A well-designed alert reaches the people who need to hear it, without annoying those who don’t. To thread this sonic needle, engineers can vary the decibel level of a particular sound, which indicates the amount of air pressure the sound waves are moving, and they can also adjust the pitch or frequency of the sound. The decibel level and pitch determine how intrusive that sound is. The danger is that you create a sound that sort of cries wolf: it works at first, but after a while people turn off, so you have to turn up the volume.

Although humans are able to hear frequencies between twenty and twenty thousand hertz, we hear in “octave bands”, in which the highest frequency is twice the lowest. (In a musical octave in C, high C is twice the frequency of low C.) The rules state that AVA the sounds must span four distinct, non-adjacent octave bands. A so-called broadband sound of this type, such as the static screech that Amazon delivery vans have recently begun to emit when backing up, is less shrill, more robust, and easier for the listener to localize directionally. than an alert that occupies a narrow frequency range, like the backup beeps on Con Ed trucks. Not coincidentally, the non-adjacent octave band rule prevents using a musical phrase as an alert – the change of height would sound horribly – as well as any voice, human or animal alert. How would blind people tell the street from the sidewalk if electric cars were talking or barking?

By giving automakers latitude to mark their alerts, NHTSA rules created a new form of design: acoustic automotive styling. Pedestrians and cyclists will not only hear the vehicle coming; they will know what type of car it is. For acoustic designers, electric vehicle pedestrian alerts and their rich in-cab sound information menus represent the dawn of a new era. “I feel lucky to be able to work on features that will influence how the world will sound,” General Motors creative sound director Jigar Kapadia told me.

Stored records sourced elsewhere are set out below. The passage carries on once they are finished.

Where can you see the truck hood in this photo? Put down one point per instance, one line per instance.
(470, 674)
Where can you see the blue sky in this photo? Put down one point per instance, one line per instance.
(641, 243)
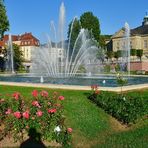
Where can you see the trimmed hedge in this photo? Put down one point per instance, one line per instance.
(126, 108)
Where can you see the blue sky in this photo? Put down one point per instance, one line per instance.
(35, 15)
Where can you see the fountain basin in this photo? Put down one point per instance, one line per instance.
(100, 80)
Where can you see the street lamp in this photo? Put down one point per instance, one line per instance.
(0, 34)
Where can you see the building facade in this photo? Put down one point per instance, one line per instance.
(138, 38)
(27, 43)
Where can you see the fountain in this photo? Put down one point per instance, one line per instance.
(57, 63)
(9, 61)
(125, 55)
(59, 60)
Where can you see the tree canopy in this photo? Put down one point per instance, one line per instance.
(4, 23)
(73, 31)
(87, 21)
(91, 22)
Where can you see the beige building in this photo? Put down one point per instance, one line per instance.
(27, 43)
(138, 38)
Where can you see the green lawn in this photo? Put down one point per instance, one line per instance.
(92, 127)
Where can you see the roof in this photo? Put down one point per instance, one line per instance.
(26, 39)
(141, 30)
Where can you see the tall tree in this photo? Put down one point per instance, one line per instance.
(4, 23)
(91, 22)
(139, 53)
(18, 57)
(73, 31)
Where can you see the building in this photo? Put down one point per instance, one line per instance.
(27, 43)
(138, 40)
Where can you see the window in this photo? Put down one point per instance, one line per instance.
(117, 45)
(145, 44)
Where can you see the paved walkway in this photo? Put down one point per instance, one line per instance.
(74, 87)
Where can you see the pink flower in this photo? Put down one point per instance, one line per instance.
(16, 95)
(35, 93)
(69, 130)
(36, 103)
(39, 113)
(2, 100)
(97, 91)
(52, 110)
(44, 93)
(27, 126)
(94, 87)
(58, 105)
(26, 114)
(61, 98)
(17, 114)
(8, 111)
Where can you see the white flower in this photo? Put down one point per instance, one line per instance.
(57, 129)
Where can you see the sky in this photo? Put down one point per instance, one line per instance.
(35, 15)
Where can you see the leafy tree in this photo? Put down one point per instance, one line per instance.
(133, 52)
(139, 53)
(3, 53)
(91, 22)
(110, 54)
(73, 32)
(117, 54)
(4, 23)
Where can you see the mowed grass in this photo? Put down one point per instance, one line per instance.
(92, 127)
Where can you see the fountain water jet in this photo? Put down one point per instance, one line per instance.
(10, 54)
(56, 61)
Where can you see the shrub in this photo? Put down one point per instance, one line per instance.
(126, 108)
(41, 112)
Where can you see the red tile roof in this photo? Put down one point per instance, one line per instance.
(26, 39)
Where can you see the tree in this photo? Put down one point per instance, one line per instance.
(117, 54)
(133, 52)
(91, 22)
(73, 32)
(139, 53)
(3, 53)
(4, 23)
(110, 54)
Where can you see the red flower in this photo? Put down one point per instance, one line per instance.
(94, 87)
(26, 114)
(36, 103)
(61, 98)
(35, 93)
(97, 91)
(52, 110)
(69, 130)
(17, 114)
(39, 113)
(58, 105)
(16, 95)
(2, 100)
(8, 111)
(44, 93)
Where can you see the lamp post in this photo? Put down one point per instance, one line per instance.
(0, 34)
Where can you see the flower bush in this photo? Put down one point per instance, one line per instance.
(126, 108)
(41, 111)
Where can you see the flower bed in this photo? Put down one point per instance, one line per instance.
(41, 111)
(126, 108)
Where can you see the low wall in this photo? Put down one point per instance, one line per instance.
(137, 66)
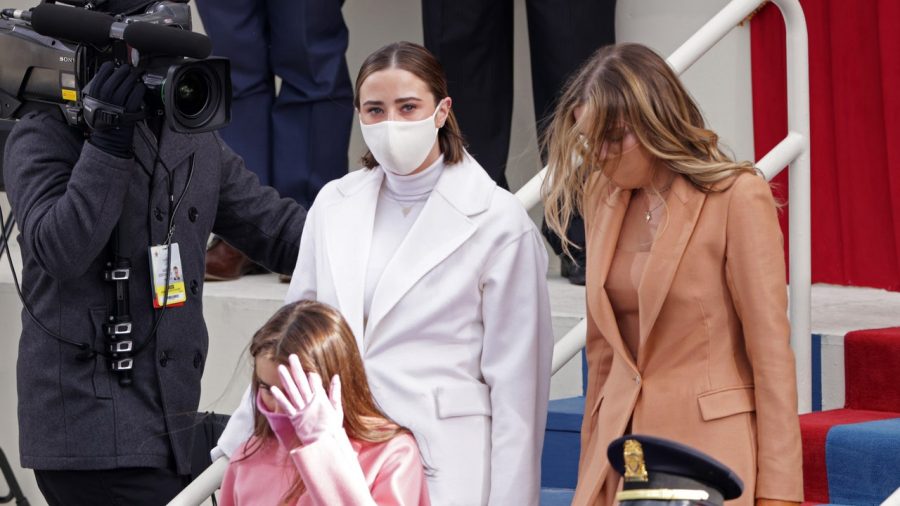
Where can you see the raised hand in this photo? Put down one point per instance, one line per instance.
(311, 410)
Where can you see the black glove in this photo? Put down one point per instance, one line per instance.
(112, 101)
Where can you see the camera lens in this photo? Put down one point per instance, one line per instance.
(192, 93)
(196, 95)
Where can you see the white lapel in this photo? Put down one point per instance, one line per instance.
(462, 191)
(347, 229)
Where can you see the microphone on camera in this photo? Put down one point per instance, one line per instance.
(97, 28)
(160, 39)
(69, 23)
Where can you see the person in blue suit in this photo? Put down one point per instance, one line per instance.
(294, 138)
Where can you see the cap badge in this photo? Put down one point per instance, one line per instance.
(635, 470)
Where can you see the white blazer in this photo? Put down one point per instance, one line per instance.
(458, 343)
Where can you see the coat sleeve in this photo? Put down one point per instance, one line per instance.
(254, 218)
(599, 356)
(67, 195)
(333, 476)
(756, 279)
(515, 362)
(303, 282)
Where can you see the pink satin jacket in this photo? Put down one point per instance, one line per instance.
(389, 473)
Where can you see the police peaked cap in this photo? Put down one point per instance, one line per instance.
(650, 464)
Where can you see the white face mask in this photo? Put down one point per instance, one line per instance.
(401, 146)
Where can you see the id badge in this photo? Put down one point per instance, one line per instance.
(177, 295)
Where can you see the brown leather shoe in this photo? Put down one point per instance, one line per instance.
(224, 262)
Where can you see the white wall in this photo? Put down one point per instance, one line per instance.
(719, 82)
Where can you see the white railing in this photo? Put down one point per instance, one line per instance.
(793, 150)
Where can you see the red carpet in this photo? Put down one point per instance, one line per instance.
(814, 430)
(871, 362)
(871, 365)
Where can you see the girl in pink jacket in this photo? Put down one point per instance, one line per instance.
(310, 447)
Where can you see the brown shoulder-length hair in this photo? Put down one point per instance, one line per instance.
(626, 86)
(323, 341)
(418, 61)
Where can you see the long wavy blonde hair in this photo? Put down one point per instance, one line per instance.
(626, 86)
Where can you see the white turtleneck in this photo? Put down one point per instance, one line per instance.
(400, 201)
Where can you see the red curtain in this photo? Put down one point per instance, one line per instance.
(854, 75)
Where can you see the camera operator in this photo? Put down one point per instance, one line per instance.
(137, 191)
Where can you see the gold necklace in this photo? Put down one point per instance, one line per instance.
(649, 214)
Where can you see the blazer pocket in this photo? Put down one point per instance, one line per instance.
(726, 402)
(463, 400)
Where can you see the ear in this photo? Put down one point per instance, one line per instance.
(443, 112)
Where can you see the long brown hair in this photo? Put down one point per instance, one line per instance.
(626, 85)
(418, 61)
(323, 341)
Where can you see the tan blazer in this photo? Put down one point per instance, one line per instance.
(715, 369)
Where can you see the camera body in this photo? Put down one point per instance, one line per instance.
(41, 72)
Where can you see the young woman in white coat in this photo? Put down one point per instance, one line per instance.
(441, 275)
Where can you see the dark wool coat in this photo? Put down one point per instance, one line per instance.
(68, 196)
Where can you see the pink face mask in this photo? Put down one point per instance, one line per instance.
(279, 422)
(631, 169)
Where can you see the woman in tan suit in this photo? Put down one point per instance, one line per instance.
(688, 337)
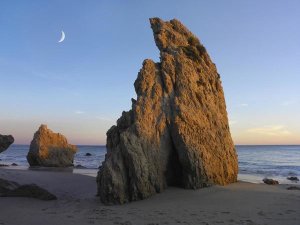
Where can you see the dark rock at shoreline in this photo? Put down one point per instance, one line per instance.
(13, 189)
(270, 181)
(177, 132)
(293, 188)
(5, 142)
(79, 167)
(293, 179)
(50, 149)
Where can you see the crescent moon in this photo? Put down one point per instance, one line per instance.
(63, 36)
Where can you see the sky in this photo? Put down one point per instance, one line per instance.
(80, 87)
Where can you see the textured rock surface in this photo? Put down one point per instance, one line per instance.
(13, 189)
(5, 142)
(50, 149)
(177, 132)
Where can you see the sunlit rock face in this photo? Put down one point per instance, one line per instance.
(5, 142)
(177, 132)
(50, 149)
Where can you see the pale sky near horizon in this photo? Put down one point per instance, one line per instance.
(81, 86)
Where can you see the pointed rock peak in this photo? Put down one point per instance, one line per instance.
(177, 132)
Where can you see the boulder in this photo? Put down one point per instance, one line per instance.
(270, 181)
(177, 132)
(50, 149)
(293, 188)
(13, 189)
(5, 142)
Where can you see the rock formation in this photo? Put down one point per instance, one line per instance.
(177, 132)
(5, 142)
(13, 189)
(50, 149)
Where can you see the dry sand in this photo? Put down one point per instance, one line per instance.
(239, 203)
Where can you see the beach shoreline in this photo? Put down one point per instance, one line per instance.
(238, 203)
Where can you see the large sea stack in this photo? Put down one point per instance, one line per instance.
(50, 149)
(5, 142)
(177, 132)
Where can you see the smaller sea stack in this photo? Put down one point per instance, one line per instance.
(5, 142)
(50, 149)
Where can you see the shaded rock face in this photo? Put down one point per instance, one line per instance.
(177, 132)
(13, 189)
(5, 142)
(50, 149)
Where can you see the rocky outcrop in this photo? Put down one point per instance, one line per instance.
(270, 181)
(13, 189)
(50, 149)
(5, 142)
(177, 131)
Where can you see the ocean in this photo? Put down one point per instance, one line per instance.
(255, 161)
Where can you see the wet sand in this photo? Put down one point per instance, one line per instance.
(239, 203)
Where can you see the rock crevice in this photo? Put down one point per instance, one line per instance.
(5, 142)
(177, 132)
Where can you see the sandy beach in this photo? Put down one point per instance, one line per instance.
(239, 203)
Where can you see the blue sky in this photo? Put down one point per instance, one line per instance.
(81, 86)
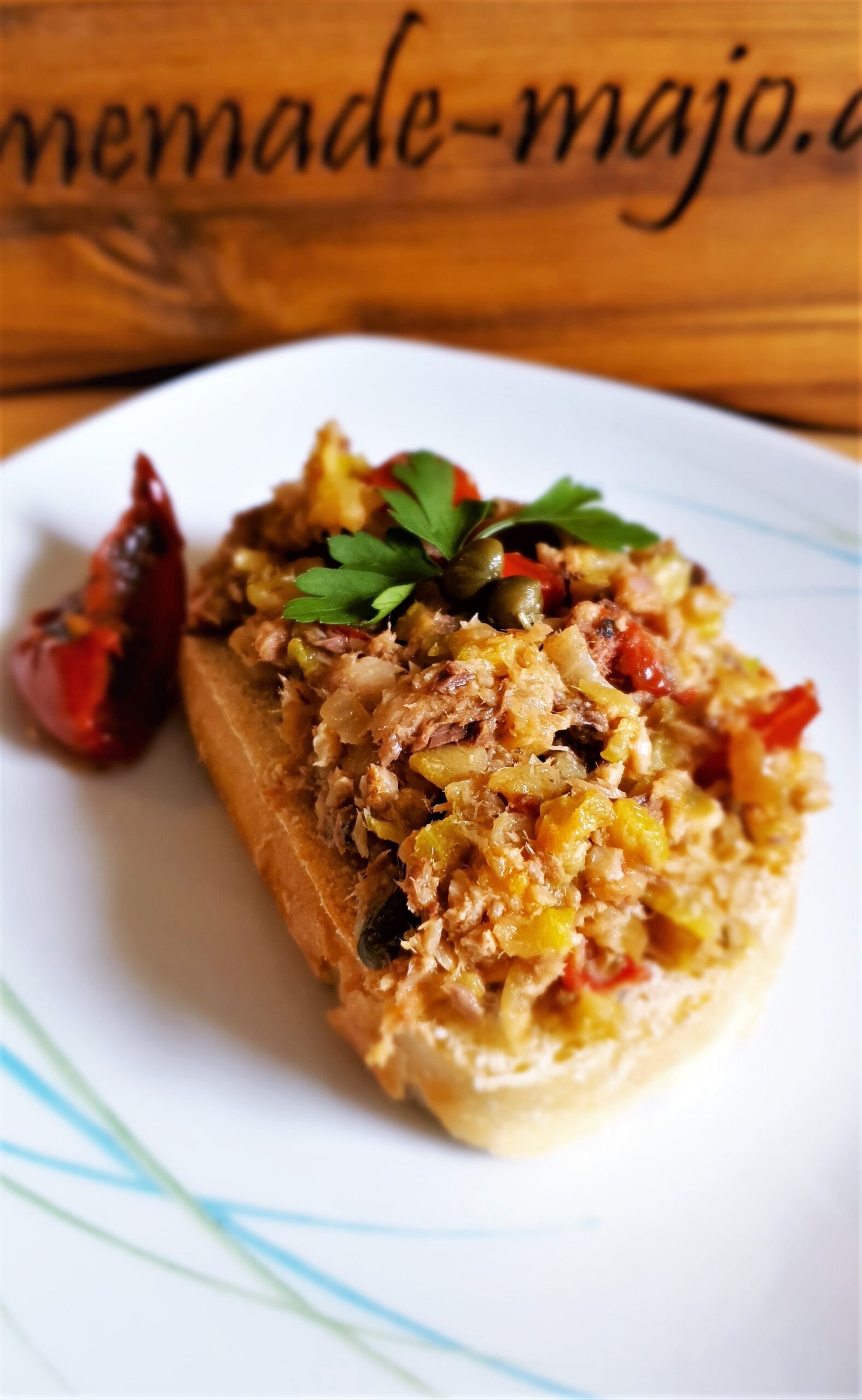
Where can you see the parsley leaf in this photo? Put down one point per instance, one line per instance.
(429, 513)
(375, 576)
(563, 508)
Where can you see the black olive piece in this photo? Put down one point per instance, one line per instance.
(472, 569)
(387, 924)
(514, 603)
(584, 741)
(522, 539)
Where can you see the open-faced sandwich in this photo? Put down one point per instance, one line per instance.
(515, 794)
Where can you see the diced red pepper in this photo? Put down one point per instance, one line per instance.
(98, 669)
(714, 766)
(575, 976)
(787, 716)
(553, 584)
(384, 478)
(640, 658)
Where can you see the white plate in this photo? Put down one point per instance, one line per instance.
(209, 1193)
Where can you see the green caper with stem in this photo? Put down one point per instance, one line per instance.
(515, 603)
(385, 926)
(474, 568)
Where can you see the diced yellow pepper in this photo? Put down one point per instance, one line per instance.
(569, 819)
(337, 492)
(595, 1017)
(535, 780)
(703, 609)
(306, 658)
(550, 931)
(450, 763)
(686, 912)
(444, 843)
(642, 835)
(249, 561)
(613, 702)
(671, 573)
(388, 831)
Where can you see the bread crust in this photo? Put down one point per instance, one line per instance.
(512, 1105)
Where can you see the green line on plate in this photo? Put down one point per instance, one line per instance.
(17, 1331)
(178, 1193)
(172, 1266)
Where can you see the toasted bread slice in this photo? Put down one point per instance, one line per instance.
(510, 1102)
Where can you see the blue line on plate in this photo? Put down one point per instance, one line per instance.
(848, 556)
(220, 1208)
(55, 1101)
(51, 1098)
(350, 1296)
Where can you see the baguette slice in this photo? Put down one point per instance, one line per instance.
(511, 1104)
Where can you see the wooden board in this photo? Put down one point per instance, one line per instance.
(27, 418)
(181, 179)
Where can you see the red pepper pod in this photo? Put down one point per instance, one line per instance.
(100, 669)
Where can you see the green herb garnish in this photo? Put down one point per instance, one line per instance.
(563, 508)
(429, 513)
(375, 576)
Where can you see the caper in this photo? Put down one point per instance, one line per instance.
(387, 924)
(475, 566)
(515, 603)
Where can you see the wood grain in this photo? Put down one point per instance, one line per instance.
(27, 418)
(750, 299)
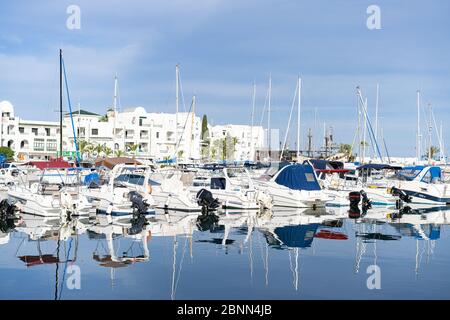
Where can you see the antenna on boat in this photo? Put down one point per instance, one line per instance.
(269, 142)
(298, 117)
(115, 103)
(252, 152)
(60, 103)
(177, 90)
(419, 136)
(376, 111)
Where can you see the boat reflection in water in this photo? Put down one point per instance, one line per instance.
(292, 247)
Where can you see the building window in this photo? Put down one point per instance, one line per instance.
(38, 145)
(144, 134)
(52, 145)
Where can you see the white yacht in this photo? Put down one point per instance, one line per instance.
(235, 189)
(294, 186)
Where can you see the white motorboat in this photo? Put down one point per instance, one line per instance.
(294, 186)
(422, 185)
(124, 195)
(50, 196)
(235, 189)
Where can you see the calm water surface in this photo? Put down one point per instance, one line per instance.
(233, 255)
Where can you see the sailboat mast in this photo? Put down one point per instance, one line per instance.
(268, 115)
(252, 147)
(115, 104)
(430, 128)
(376, 112)
(177, 89)
(298, 117)
(192, 125)
(418, 128)
(365, 131)
(60, 103)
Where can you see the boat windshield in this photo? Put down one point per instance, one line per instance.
(408, 174)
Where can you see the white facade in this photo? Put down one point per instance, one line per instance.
(248, 140)
(154, 133)
(30, 140)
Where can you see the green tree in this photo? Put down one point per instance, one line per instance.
(205, 142)
(204, 127)
(432, 151)
(107, 151)
(119, 153)
(84, 147)
(98, 149)
(133, 149)
(7, 152)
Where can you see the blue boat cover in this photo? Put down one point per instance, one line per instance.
(378, 166)
(298, 177)
(92, 177)
(435, 172)
(173, 160)
(300, 236)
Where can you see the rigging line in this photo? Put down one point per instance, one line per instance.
(264, 108)
(181, 90)
(182, 133)
(57, 269)
(366, 117)
(20, 245)
(181, 265)
(65, 267)
(289, 122)
(70, 110)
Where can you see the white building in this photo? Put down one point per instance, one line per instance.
(153, 133)
(247, 141)
(30, 140)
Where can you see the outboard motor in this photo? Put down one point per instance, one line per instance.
(354, 213)
(207, 221)
(366, 203)
(355, 198)
(206, 200)
(137, 224)
(402, 197)
(138, 203)
(8, 216)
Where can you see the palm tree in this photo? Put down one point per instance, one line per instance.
(235, 141)
(119, 153)
(346, 149)
(84, 147)
(432, 151)
(98, 149)
(107, 151)
(133, 148)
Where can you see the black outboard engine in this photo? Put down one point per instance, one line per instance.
(355, 198)
(206, 200)
(366, 203)
(138, 203)
(8, 216)
(207, 221)
(137, 224)
(402, 197)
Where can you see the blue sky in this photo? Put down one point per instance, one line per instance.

Kapadia, who studied electronics and telecommunications engineering at the University of Mumbai and has a master’s degree in music technology from NYU, collaborates with Moore and others at GM’s sound lab in Milford, Michigan. . For each sound, the team comes up with around two hundred variations and then tests them on their colleagues in the jury room, until they’ve come up with a few finalists they can test on vehicles.

Kapadia compares the sound of an alert system to a scent. “Just like a perfume, it unfolds,” he told me. “The alert has a base note, a middle note, and a top note.” He added, “These layers are fused together to bring out a cohesive organic sound, or a futuristic sound, based on the type of branding we’re focusing on.” He noted that the pedestrian alert on the 2023 Cadillac Lyriq, the first electric version of GM’s longtime luxury car, was made with a didgeridoo, an ancient Australian wind instrument based on the known musical interval. as the perfect fifth. However, for GM’s nine-thousand-pound electric Hummer, which recently went on sale, Kapadia said, “we wanted a more distorted sound.” He paused, then added, “Bold Hummer sound.” The Hummer’s forward motion alert made me think of church, when the organist launches into the next hymn. The backup sound resembles its dystopian twin.

At Ford Motor Company, to find out what car buyers thought electric vehicles should look like, engineers and consultants held “customer clinics” and launched a Facebook campaign. Judging by the number of responses, Ford fans were keen to make their opinions known. My own investigation, based largely on reading comments under YouTube videos of various branded EV sounds, is that most people think EVs should not look like ICE cars. Higher frequencies are thought to mean clean energy and software-driven intelligence; EVs should whiz and zoom like flying personal vehicles from sci-fi movies like “The Fifth Element,” “Gattaca,” “Blade Runner” and, of course, “Star Wars.” In many cases, in fact, Foley artists created the sound effects of these futuristic vehicles from recorded ICE noise. In Ridley Scott’s “Blade Runner 2049,” the twist is that Ryan Gosling’s flying vehicle looks like a broken down ICE clunker.